What we, the youth need, is the dream of a 2050 solar punk utopia because the alternative is so dark, and so hopeless that I would have a hard time getting out of bed to teach the youth for fear of what world we’re going to leave them with. Solar punk is the vision that can inspire us and our kids to work towards, so that when my students are my age in 2050, they are also proud of the clean energy transition and technology china has introduced to offset rapid development and fix the western mistakes created by modernization through a harmonization- of people, of all living things, and with our planet. 

Thank you for your time, and I wish you long, happy, healthy lives and a better planet to leave your children.
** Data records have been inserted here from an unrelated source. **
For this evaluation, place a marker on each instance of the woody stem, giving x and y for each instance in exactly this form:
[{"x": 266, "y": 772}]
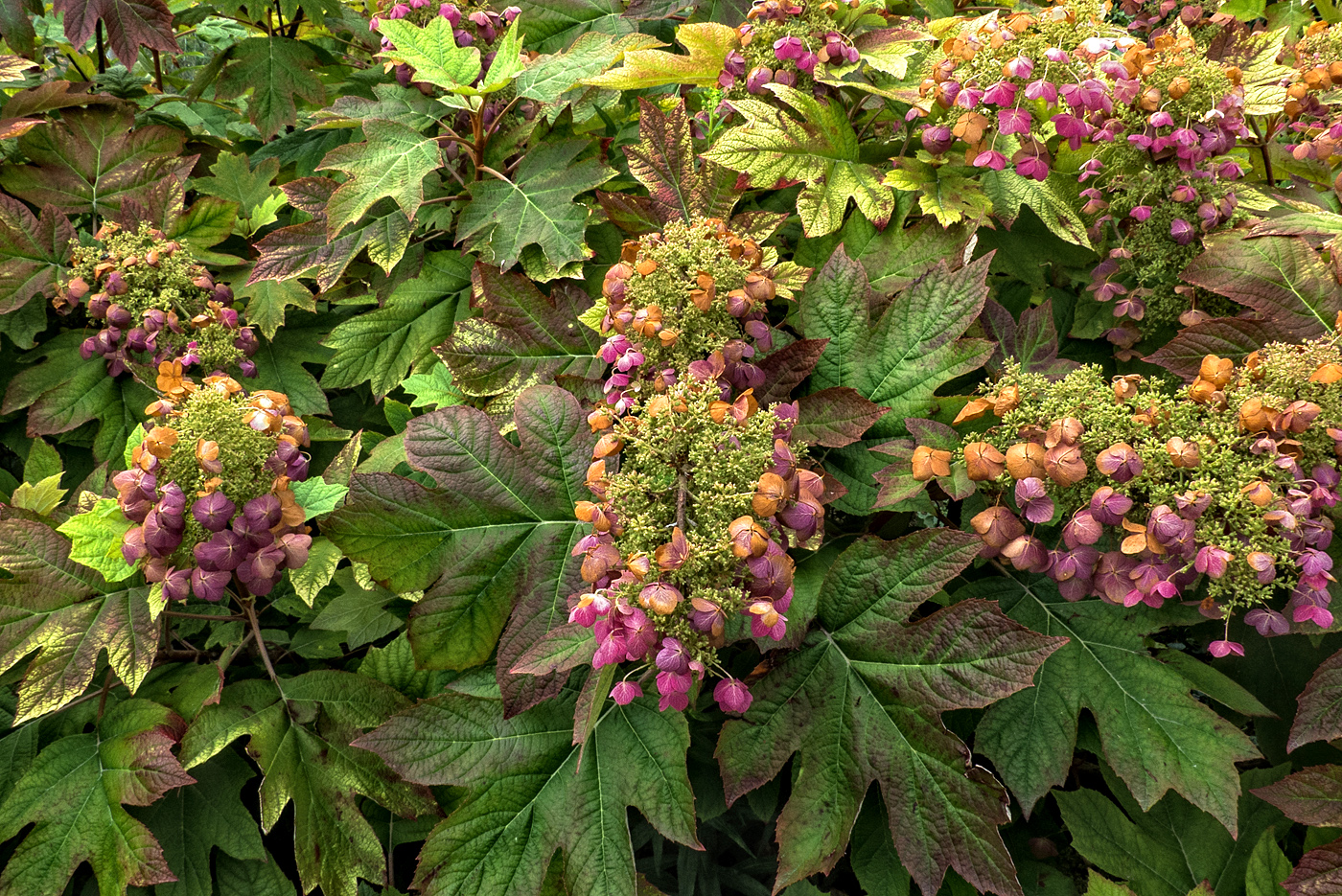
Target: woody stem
[{"x": 682, "y": 493}]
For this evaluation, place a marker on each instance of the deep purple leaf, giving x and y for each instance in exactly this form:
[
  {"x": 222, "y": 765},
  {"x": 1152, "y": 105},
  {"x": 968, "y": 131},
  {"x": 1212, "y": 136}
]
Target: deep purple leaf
[
  {"x": 1318, "y": 872},
  {"x": 1224, "y": 337},
  {"x": 787, "y": 368},
  {"x": 1279, "y": 277},
  {"x": 1319, "y": 717},
  {"x": 1311, "y": 795},
  {"x": 836, "y": 418}
]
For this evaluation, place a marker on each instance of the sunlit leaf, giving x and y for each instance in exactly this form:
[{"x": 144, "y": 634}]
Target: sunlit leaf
[
  {"x": 534, "y": 205},
  {"x": 876, "y": 687},
  {"x": 818, "y": 148}
]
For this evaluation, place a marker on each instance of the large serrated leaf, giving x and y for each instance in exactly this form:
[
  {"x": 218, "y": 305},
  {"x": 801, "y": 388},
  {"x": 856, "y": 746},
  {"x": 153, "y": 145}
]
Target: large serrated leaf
[
  {"x": 1279, "y": 277},
  {"x": 706, "y": 44},
  {"x": 33, "y": 251},
  {"x": 1153, "y": 732},
  {"x": 664, "y": 163},
  {"x": 821, "y": 149},
  {"x": 534, "y": 205},
  {"x": 529, "y": 791},
  {"x": 277, "y": 70},
  {"x": 1173, "y": 848},
  {"x": 380, "y": 346},
  {"x": 547, "y": 78},
  {"x": 192, "y": 821},
  {"x": 521, "y": 338},
  {"x": 432, "y": 51},
  {"x": 76, "y": 793},
  {"x": 317, "y": 770},
  {"x": 497, "y": 531},
  {"x": 896, "y": 358},
  {"x": 69, "y": 614},
  {"x": 392, "y": 163},
  {"x": 861, "y": 701},
  {"x": 130, "y": 24},
  {"x": 93, "y": 160}
]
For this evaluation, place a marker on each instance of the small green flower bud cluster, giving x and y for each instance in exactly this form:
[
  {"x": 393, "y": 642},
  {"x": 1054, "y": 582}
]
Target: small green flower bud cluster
[
  {"x": 697, "y": 490},
  {"x": 210, "y": 491},
  {"x": 1133, "y": 493},
  {"x": 156, "y": 305}
]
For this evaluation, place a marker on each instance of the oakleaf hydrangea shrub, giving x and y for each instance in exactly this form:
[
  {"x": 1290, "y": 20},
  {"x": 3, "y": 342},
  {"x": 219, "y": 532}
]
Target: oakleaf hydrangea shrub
[
  {"x": 698, "y": 490},
  {"x": 1136, "y": 494},
  {"x": 782, "y": 42},
  {"x": 1156, "y": 113},
  {"x": 1315, "y": 129},
  {"x": 474, "y": 24},
  {"x": 208, "y": 490},
  {"x": 156, "y": 306}
]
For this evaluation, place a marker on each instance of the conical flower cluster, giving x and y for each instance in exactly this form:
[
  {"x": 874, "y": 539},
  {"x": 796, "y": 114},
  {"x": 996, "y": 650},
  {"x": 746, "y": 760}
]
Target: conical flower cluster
[
  {"x": 782, "y": 42},
  {"x": 690, "y": 295},
  {"x": 697, "y": 490},
  {"x": 1220, "y": 495},
  {"x": 210, "y": 491},
  {"x": 154, "y": 305}
]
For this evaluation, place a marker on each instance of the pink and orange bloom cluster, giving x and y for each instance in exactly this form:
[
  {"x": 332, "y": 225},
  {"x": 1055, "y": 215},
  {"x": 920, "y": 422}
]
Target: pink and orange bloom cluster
[
  {"x": 697, "y": 490},
  {"x": 1221, "y": 496},
  {"x": 208, "y": 490}
]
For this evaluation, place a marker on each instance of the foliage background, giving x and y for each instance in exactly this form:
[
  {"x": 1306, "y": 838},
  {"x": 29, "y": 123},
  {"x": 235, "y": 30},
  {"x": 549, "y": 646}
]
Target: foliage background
[{"x": 419, "y": 298}]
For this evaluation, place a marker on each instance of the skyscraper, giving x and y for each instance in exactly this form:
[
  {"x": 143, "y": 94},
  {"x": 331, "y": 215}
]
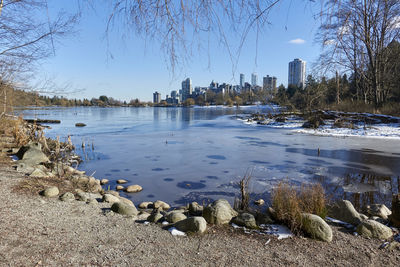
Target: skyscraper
[
  {"x": 254, "y": 79},
  {"x": 269, "y": 83},
  {"x": 297, "y": 73},
  {"x": 156, "y": 97},
  {"x": 186, "y": 89},
  {"x": 241, "y": 81}
]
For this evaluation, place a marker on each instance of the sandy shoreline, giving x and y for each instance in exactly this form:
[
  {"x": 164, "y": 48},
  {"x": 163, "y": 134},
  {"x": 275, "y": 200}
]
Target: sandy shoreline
[{"x": 37, "y": 231}]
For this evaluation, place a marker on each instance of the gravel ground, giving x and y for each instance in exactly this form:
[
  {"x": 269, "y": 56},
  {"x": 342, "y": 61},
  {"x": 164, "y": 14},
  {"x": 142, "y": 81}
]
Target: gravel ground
[{"x": 35, "y": 231}]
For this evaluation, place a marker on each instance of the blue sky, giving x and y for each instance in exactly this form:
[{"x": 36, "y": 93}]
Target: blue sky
[{"x": 138, "y": 68}]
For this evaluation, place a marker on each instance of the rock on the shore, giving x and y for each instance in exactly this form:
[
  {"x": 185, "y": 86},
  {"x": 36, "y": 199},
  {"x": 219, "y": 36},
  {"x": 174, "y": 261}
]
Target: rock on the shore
[
  {"x": 343, "y": 210},
  {"x": 161, "y": 205},
  {"x": 104, "y": 181},
  {"x": 379, "y": 210},
  {"x": 51, "y": 191},
  {"x": 146, "y": 205},
  {"x": 195, "y": 209},
  {"x": 133, "y": 188},
  {"x": 175, "y": 216},
  {"x": 246, "y": 219},
  {"x": 68, "y": 196},
  {"x": 124, "y": 209},
  {"x": 110, "y": 198},
  {"x": 192, "y": 224},
  {"x": 316, "y": 227},
  {"x": 374, "y": 229},
  {"x": 395, "y": 216},
  {"x": 219, "y": 212},
  {"x": 32, "y": 154},
  {"x": 155, "y": 216}
]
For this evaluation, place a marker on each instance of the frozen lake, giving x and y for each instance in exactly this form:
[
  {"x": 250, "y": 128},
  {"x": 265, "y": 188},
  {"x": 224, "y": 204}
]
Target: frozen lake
[{"x": 180, "y": 155}]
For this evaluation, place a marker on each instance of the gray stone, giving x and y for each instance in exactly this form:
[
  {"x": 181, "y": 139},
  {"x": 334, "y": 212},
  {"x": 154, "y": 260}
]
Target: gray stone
[
  {"x": 374, "y": 229},
  {"x": 192, "y": 224},
  {"x": 195, "y": 209},
  {"x": 316, "y": 227},
  {"x": 124, "y": 209},
  {"x": 133, "y": 188},
  {"x": 175, "y": 216},
  {"x": 146, "y": 205},
  {"x": 155, "y": 216},
  {"x": 32, "y": 154},
  {"x": 51, "y": 191},
  {"x": 343, "y": 210},
  {"x": 104, "y": 181},
  {"x": 110, "y": 198},
  {"x": 67, "y": 197},
  {"x": 219, "y": 212},
  {"x": 161, "y": 205},
  {"x": 246, "y": 219}
]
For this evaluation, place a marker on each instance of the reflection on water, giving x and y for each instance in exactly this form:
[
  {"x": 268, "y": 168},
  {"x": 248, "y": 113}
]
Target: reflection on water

Kai” – October 19, 2021, Shanghai, China

The guests of panel 5
The guests of panel 5

In the end, it was a very inspiring trip to Shanghai, felt very safe, with two COVID tests before I flew and when I got onsite to the beautiful Oriental Riverside hotel on the Bund, and another test to return to Chongqing. It is a testament to China’s incredible COVID prevention protocols that this conference can be so successful and fluid without hindrance and only masks and tests are needed in some situations, otherwise it is totally safe and comfortable.

Finally, my “Solarpunk China” gambit was very well received and I do believe I will put my energy into writing it as my next nonfiction book, after Amos the Amazing is published and delivered to market. The future is exciting, and I can’t wait to be part of it.